Diesen Anteil will der BDEW weiter ausbauen. „Wir wollen weiter investieren in eine sichere und immer nachhaltigere Energiewelt. Dafür muss die Politik Impulse setzen und Hemmnisse aus dem Weg räumen“, erklärt BDEW-Hauptgeschäftsführerin Kerstin Andreae. Für den vor diesem Hintergrund notwendigen konjunkturellen Anschub für die Energiewirtschaft sei es kurzfristig erforderlich, Hemmnisse beim Ausbau Erneuerbarer abzubauen, den Ausstieg aus den fossilen Energieträgern weiter zu verfolgen, der Wärmewende einen klaren Rahmen zu geben, Investitionen in Gebäudesanierung, in Wasserstofftechnologien, in Elektromobilität und in intelligente Netze zu sichern. Kurzfristig müsse auch der Strompreis von Abgaben und Umlagen entlastet werden – damit werden nicht nur die Verbraucher entlastet, sondern auch neue Technologien ökonomisch angereizt.
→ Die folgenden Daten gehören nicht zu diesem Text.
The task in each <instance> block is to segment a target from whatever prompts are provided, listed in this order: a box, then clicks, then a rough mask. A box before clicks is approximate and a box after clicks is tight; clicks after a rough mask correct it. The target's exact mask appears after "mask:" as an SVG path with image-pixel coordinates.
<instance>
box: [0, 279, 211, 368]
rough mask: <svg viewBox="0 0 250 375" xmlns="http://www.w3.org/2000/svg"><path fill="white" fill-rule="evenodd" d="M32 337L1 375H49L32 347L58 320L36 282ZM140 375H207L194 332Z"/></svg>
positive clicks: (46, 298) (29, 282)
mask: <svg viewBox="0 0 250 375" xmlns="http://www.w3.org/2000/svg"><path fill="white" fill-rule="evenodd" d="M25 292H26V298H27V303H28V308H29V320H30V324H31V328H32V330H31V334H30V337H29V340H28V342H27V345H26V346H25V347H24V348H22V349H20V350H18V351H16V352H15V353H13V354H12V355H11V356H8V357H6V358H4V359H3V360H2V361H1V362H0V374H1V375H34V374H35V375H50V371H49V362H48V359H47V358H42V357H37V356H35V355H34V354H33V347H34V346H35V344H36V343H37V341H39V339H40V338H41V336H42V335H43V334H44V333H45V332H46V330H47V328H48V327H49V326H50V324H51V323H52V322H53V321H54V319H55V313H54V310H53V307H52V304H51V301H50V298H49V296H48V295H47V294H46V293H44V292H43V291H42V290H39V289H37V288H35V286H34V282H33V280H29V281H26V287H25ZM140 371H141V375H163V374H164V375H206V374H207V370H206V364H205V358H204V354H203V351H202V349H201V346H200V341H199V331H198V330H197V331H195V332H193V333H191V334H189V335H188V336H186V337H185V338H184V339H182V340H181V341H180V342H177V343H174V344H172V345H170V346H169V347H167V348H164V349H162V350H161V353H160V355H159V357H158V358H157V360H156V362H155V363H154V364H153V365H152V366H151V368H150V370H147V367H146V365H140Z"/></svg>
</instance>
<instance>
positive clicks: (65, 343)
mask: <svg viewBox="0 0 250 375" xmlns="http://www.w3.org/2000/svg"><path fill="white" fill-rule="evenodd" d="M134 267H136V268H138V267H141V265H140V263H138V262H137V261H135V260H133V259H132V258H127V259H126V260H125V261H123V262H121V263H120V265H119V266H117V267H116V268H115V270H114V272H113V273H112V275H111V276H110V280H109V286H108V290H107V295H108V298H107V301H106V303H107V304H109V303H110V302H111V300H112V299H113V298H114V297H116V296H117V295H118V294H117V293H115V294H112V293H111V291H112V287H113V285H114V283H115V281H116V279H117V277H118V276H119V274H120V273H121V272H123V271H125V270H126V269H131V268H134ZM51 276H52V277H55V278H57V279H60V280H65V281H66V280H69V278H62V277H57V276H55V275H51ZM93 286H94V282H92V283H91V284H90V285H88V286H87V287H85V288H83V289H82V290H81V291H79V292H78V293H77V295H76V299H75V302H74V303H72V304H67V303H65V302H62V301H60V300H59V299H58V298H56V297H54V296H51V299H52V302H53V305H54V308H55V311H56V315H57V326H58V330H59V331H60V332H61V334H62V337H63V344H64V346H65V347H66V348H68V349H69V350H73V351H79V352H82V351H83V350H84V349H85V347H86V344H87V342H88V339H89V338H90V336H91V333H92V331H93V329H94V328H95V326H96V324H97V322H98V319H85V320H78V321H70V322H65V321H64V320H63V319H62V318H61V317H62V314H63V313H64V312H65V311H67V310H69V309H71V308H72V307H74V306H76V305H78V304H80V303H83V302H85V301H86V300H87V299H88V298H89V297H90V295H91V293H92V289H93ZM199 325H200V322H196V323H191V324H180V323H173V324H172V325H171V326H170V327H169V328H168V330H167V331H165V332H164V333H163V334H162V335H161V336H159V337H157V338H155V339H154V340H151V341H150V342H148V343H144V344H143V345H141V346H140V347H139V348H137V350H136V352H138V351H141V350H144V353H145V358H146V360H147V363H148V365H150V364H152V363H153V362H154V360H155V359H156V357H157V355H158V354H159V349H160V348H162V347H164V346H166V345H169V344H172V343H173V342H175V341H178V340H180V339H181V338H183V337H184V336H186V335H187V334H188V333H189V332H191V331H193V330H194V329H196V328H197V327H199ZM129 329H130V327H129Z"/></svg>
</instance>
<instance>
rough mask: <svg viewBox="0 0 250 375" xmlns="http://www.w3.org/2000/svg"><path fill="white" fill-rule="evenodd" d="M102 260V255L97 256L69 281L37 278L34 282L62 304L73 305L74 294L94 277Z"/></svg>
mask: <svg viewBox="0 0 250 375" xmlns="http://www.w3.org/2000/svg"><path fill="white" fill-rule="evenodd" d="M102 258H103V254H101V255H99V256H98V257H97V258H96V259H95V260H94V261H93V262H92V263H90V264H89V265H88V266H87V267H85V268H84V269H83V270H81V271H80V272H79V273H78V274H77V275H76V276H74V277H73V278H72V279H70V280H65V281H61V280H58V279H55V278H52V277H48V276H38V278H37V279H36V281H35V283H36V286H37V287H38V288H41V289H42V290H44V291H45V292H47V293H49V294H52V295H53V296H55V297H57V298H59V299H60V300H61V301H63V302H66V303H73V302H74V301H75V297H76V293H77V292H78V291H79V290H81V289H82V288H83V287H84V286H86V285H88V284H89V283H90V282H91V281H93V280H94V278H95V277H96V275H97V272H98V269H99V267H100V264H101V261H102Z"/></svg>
Stromproduktion im Gleichgewicht

Um stabil und ausfallsicher zu laufen, brauchen die Energienetze ein Gleichgewicht aus Angebot und Nachfrage. Ist zu wenig oder auch zu viel Strom im Netz, drohen Blackouts. In Zeiten, in denen nicht nur das Stromangebot aufgrund der Zunahme schwankungsintensiver Stromerzeuger aus Sonne und Wind steigt, sondern auch die Stromabnahme nicht mehr vorhersehbar ist, bringt dieser Lastausgleich Netz- und Kraftwerksbetreiber unter Druck. Denn bisher gibt es kaum Möglichkeiten, überschüssigen Strom zu speichern. Produzenten, die ihre Kapazitäten nicht rechtzeitig drosseln, müssen den Strom mit negativen Preisen in den Markt drücken, damit andere ihre Kapazitäten anpassen. So gab es im laufenden Jahr bereits 133 Stunden mit negativen Strompreisen. Zum Vergleich: Im gesamten Jahr 2019 waren es 211 Stunden – ein Rekord, der dieses Jahr mit Leichtigkeit übertroffen werden könnte.